Some inflation is inevitable. But, if it gets out of control, it erodes the value of savings, discourages long-term investments, causes interest rates to soar and often leads to recession. This makes the nation's fiscal policies all the more inexplicable.

President Bush and Congress are seemingly doing everything possible to ensure that inflation takes hold. They are pursuing what economists call "stimulative" fiscal policies. That is to say, they are borrowing like there is no tomorrow and plowing that money back into the economy in form of retirement benefits, defense contracts, bridges, government salaries, farm subsidies and more.

This year, the government is projected to spend about $244 billion more than it collects in taxes. Since 2002, it has overspent its income by $1.8 trillion.

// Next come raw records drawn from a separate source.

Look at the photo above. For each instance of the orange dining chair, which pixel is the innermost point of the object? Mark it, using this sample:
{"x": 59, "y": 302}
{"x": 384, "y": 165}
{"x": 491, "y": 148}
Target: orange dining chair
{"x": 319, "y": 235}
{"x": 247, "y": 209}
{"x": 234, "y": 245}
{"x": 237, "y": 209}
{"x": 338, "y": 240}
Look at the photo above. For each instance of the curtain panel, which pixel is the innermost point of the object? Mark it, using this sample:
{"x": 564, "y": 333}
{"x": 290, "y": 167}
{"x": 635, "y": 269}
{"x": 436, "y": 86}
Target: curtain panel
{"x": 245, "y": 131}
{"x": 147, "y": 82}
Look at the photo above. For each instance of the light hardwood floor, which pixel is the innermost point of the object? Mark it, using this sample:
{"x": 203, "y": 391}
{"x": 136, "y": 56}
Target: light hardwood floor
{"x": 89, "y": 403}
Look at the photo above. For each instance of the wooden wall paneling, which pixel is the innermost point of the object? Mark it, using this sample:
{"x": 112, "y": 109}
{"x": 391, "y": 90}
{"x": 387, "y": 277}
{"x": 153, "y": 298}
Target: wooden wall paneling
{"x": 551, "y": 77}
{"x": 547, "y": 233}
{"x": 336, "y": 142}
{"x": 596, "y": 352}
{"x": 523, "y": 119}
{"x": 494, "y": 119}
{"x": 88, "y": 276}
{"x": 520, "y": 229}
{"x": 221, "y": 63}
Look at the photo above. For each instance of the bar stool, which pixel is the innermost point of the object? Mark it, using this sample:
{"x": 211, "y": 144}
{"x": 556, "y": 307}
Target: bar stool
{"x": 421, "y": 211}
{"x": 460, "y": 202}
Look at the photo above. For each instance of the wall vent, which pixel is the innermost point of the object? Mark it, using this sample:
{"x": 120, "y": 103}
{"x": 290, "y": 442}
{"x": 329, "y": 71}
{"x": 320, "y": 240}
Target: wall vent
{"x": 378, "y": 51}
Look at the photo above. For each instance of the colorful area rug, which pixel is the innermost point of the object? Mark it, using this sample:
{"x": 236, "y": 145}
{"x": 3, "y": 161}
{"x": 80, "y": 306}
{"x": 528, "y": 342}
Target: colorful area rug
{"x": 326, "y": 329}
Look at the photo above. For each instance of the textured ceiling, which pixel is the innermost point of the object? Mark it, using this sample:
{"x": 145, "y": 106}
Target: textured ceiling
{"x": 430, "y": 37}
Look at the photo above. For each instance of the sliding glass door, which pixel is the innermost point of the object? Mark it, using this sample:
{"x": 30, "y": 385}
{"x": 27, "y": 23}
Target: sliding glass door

The numbers are actually a lot worse when the liabilities of Social Security and Medicare are factored in. These types of deficits constitute the kind of government pump-priming that might help in a deep recession, but not in today's economy.

To some degree, central banks and private debt markets can fight inflation by pushing up interest rates. Higher rates mean consumers have less money to spend on cars, homes and such. It also means that companies have less to invest. With less money sloshing around, demand for an array of products and services drops, which can curb price hikes.

But as anyone who tried to buy a house or run a business during the stagflation era knows, sky-high interest rates are undesirable shock therapy. With consumer prices, particularly energy costs, rising at worrisome levels, Washington policymaking looks like a bad rerun of That '70s Show.